Enough “subjective” determinations by school districts or charters would not trigger the statewide ban, though, because the proposed threshold only applies to “objective” sensitive material, according to the draft legislation.

“This proposed legislation strikes the right balance in empowering parents, protecting children, and giving the needed support and guidance to schools and districts,” said Rep. Candice Pierucci, R-Riverton, in a statement after the committee meeting.

Pierucci is co-chair of the Education Interim Committee, and like all other Republicans on it, voted in favor of the proposal.

‘Government overreach’

(Trent Nelson | The Salt Lake Tribune) Sen. Kathleen Riebe, D-Cottonwood Heights, and Rep. Carol Spackman Moss, D-Holladay, during a meeting of the Education Interim Committee in Salt Lake City on Wednesday, Nov. 15, 2023.

Some who spoke against the draft legislation Wednesday instead felt that it would take too much power away from Utah parents, librarians, and school district professionals.

This included parent Kevin Korous, who said decisions about the “age and subject appropriateness” of a book should be decided by those within a community, and not the state.

“I believe the statewide threshold takes away my voice, it takes away my wife’s voice, and it takes away parental rights,” he said. “I ask that these decisions be made at the local level.”

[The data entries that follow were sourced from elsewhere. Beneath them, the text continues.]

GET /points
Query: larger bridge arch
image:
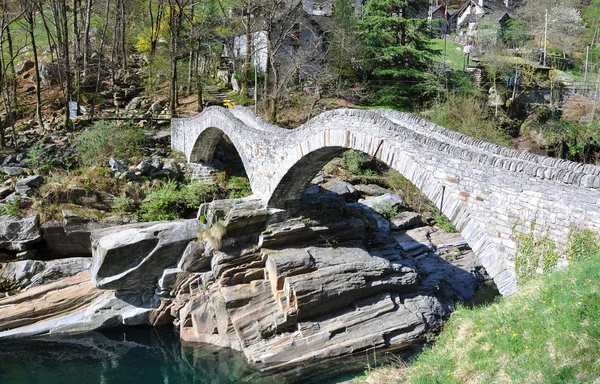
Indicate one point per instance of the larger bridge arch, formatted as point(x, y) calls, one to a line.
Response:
point(487, 190)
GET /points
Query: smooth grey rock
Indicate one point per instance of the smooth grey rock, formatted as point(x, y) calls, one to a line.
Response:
point(193, 258)
point(145, 167)
point(19, 234)
point(133, 257)
point(5, 191)
point(33, 182)
point(406, 220)
point(116, 165)
point(171, 165)
point(107, 310)
point(33, 273)
point(312, 189)
point(168, 281)
point(12, 171)
point(342, 188)
point(371, 189)
point(31, 254)
point(129, 176)
point(383, 204)
point(71, 236)
point(155, 107)
point(24, 66)
point(134, 104)
point(164, 174)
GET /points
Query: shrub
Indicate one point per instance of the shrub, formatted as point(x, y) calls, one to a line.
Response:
point(11, 208)
point(104, 140)
point(233, 187)
point(170, 201)
point(442, 221)
point(214, 235)
point(470, 116)
point(352, 162)
point(582, 244)
point(535, 255)
point(36, 157)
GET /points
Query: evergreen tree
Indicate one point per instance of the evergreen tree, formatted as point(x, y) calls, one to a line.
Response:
point(345, 46)
point(397, 50)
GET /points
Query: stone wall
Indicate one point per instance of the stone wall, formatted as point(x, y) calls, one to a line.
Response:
point(488, 192)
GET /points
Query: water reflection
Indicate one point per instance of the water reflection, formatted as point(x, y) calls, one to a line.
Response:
point(149, 355)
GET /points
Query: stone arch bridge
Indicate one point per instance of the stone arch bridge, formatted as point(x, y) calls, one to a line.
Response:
point(487, 191)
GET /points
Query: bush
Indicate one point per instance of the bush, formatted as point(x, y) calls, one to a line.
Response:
point(535, 255)
point(170, 201)
point(468, 115)
point(582, 244)
point(104, 140)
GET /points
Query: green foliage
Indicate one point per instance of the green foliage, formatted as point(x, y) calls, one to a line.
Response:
point(412, 196)
point(37, 154)
point(104, 140)
point(170, 200)
point(7, 285)
point(11, 208)
point(344, 43)
point(233, 187)
point(442, 221)
point(397, 50)
point(352, 162)
point(536, 254)
point(214, 235)
point(123, 204)
point(547, 333)
point(468, 115)
point(582, 244)
point(572, 140)
point(515, 35)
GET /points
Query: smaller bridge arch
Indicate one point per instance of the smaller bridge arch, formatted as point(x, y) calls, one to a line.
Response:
point(488, 190)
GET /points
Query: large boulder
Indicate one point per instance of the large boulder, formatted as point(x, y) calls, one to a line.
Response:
point(342, 188)
point(133, 257)
point(68, 306)
point(32, 273)
point(19, 234)
point(385, 205)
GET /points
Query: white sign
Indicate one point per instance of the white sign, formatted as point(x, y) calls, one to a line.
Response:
point(73, 110)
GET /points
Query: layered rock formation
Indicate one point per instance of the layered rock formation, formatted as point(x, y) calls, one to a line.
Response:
point(320, 279)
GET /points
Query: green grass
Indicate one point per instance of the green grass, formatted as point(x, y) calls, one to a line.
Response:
point(454, 53)
point(547, 333)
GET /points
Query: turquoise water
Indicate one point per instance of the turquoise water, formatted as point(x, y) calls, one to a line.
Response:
point(149, 355)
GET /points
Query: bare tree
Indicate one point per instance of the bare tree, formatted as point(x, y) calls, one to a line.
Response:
point(29, 9)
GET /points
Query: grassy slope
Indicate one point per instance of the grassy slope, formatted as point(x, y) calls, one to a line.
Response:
point(547, 333)
point(454, 53)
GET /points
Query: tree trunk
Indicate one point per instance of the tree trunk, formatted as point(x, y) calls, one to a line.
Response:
point(38, 98)
point(11, 63)
point(98, 69)
point(66, 54)
point(247, 57)
point(86, 35)
point(123, 33)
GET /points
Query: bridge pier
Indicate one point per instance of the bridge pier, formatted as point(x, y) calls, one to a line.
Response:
point(490, 193)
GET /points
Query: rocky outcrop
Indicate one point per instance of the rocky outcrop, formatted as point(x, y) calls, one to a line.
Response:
point(318, 280)
point(33, 273)
point(68, 306)
point(133, 257)
point(19, 234)
point(310, 289)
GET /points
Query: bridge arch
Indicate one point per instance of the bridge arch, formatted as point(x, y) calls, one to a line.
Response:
point(488, 191)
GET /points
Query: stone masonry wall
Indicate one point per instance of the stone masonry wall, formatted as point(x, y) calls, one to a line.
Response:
point(489, 192)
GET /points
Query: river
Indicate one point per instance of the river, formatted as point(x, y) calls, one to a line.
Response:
point(154, 355)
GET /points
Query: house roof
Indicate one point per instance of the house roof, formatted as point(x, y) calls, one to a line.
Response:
point(435, 8)
point(492, 9)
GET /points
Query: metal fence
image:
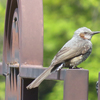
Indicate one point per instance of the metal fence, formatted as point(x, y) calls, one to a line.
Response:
point(23, 55)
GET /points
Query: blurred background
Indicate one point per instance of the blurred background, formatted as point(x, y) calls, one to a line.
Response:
point(61, 19)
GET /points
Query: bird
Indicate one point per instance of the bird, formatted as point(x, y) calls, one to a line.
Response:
point(74, 52)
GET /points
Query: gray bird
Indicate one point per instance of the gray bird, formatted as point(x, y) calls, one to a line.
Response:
point(70, 55)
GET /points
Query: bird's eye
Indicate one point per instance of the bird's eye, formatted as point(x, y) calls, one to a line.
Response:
point(85, 32)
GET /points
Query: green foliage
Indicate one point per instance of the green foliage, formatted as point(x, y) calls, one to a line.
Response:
point(61, 19)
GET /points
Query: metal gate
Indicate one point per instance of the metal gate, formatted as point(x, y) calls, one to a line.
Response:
point(23, 55)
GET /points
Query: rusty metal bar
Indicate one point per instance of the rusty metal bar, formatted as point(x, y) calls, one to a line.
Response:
point(28, 94)
point(31, 32)
point(76, 85)
point(32, 71)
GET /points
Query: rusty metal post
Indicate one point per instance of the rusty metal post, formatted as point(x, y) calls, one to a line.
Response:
point(28, 94)
point(76, 85)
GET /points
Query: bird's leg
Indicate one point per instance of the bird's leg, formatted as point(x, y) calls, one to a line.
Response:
point(75, 67)
point(60, 67)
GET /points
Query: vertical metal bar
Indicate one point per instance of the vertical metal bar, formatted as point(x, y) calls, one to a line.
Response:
point(28, 94)
point(76, 85)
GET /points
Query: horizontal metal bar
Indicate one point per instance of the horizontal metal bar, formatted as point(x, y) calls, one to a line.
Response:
point(29, 71)
point(14, 65)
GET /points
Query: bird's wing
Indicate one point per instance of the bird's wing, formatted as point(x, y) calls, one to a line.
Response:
point(69, 52)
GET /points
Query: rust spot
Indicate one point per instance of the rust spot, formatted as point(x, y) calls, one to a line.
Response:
point(82, 35)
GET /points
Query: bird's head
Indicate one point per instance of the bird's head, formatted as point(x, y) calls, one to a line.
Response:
point(85, 33)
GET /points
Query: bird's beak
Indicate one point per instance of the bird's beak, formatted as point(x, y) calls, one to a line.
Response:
point(96, 32)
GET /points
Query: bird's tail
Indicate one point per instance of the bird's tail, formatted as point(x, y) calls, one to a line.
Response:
point(40, 78)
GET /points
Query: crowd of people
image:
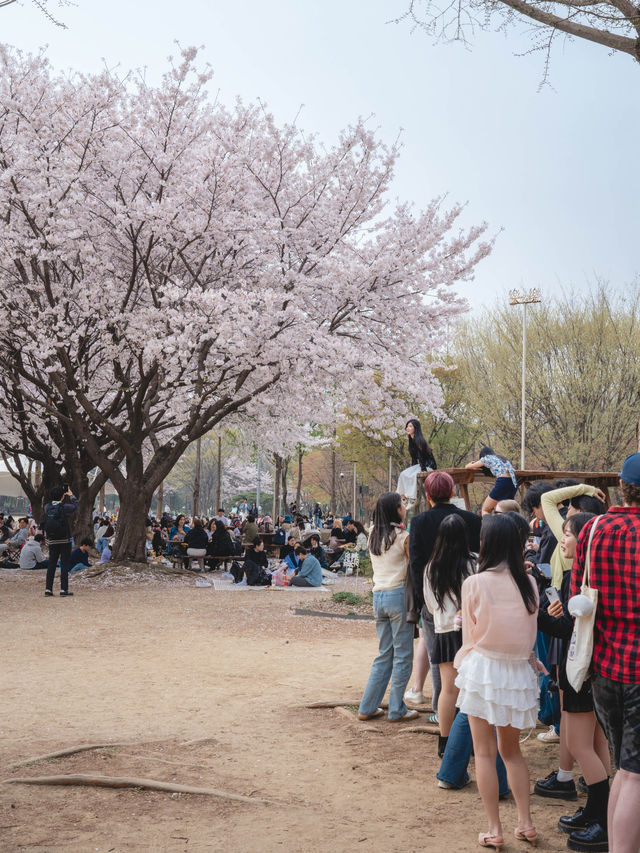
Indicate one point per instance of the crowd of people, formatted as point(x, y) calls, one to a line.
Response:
point(493, 598)
point(498, 596)
point(301, 546)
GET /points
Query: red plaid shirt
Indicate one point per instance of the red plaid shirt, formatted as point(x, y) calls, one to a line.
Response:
point(615, 573)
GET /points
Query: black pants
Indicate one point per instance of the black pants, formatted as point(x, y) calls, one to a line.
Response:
point(62, 551)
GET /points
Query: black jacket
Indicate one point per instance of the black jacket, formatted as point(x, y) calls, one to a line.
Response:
point(422, 538)
point(424, 458)
point(196, 538)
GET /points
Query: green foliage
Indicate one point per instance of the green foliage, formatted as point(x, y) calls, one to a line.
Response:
point(583, 379)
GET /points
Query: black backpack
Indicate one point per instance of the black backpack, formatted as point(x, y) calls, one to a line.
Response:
point(54, 522)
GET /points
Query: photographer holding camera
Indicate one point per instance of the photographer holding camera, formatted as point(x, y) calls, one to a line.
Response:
point(55, 523)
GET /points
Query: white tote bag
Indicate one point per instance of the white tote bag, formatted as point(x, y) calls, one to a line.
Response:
point(581, 645)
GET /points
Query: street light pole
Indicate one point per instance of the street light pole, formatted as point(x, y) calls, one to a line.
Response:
point(524, 299)
point(355, 488)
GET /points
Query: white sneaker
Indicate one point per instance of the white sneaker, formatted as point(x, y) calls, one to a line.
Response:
point(415, 696)
point(409, 714)
point(549, 736)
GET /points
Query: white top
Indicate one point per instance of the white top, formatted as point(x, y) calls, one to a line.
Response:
point(442, 617)
point(390, 568)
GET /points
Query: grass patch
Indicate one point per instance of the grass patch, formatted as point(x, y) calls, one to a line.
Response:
point(349, 598)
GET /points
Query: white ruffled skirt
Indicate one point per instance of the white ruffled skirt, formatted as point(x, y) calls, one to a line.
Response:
point(502, 692)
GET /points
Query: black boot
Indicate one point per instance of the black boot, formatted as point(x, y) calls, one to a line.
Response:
point(593, 839)
point(594, 836)
point(573, 822)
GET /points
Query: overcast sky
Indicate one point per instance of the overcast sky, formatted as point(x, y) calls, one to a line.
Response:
point(556, 169)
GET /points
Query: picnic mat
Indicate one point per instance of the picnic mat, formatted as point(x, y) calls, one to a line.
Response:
point(224, 584)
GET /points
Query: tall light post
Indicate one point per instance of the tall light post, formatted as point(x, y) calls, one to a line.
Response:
point(524, 299)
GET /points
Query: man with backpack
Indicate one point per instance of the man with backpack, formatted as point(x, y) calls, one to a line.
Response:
point(55, 523)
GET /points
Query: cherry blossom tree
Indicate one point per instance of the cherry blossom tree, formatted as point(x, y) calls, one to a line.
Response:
point(615, 24)
point(170, 263)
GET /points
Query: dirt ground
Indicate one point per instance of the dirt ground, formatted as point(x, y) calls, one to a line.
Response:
point(208, 689)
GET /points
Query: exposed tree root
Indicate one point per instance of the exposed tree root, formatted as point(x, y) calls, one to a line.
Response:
point(132, 782)
point(430, 730)
point(345, 712)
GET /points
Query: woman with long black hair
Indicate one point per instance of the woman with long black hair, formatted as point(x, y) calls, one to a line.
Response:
point(450, 564)
point(497, 676)
point(389, 549)
point(422, 459)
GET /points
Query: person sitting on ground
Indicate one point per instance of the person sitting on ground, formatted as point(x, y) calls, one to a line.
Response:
point(249, 529)
point(256, 564)
point(19, 537)
point(220, 545)
point(104, 535)
point(292, 561)
point(79, 558)
point(506, 485)
point(287, 549)
point(317, 550)
point(310, 571)
point(31, 556)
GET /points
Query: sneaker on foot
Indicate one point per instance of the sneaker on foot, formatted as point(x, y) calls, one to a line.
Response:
point(550, 736)
point(378, 713)
point(415, 696)
point(550, 787)
point(409, 714)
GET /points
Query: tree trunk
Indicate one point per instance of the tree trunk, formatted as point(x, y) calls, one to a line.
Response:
point(276, 487)
point(299, 484)
point(283, 477)
point(83, 520)
point(131, 530)
point(219, 475)
point(332, 505)
point(196, 479)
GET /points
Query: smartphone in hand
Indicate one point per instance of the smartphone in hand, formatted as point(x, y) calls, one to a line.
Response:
point(552, 594)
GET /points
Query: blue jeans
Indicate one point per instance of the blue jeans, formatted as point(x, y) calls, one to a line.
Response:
point(453, 768)
point(395, 655)
point(549, 702)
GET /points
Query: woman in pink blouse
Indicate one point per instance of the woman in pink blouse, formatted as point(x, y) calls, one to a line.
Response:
point(496, 670)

Alpine School District board member Julie King argued that her district’s review process is already working. The district has created 28 committees involving 112 parents, she said, and has “resolved issues at the most local level.”

“The amendments in the sensitive materials bill takes control from most parents and teachers in schools, and puts that on individuals in other counties,” King said.

(Trent Nelson | The Salt Lake Tribune) Rep. Kera Birkeland, R-Morgan, directs remarks to House Minority Leader Angela Romero, D-Salt Lake City, during debate on the term "criminal pornography" in a meeting of the Education Interim Committee in Salt Lake City on Wednesday, Nov. 15, 2023.

Legislation like this — if enacted — could also scare people away from becoming librarians and educators, Spackman Moss, D-Holladay, argued.

“We are undermining professional teachers and librarians when we have discussions like this, and bills that include things like ‘criminal pornography,’” she said. “They’re quitting, they’re leaving the profession, who’s coming into it? This is government overreach.”

Spackman Moss also questioned whether using terms such as “criminal pornography” to define objective sensitive material would make librarians and educators vulnerable to criminal prosecution.

“These definitions [in the draft legislation] all come from the criminal code,” said Managing Associate General Counsel Mike Curtis. “So the individual who hands pornography to a minor, who provides access to a minor, could be subject to criminal penalties.”

As to how that could happen — and whether it could happen before or after a proposed review process — was not detailed Wednesday.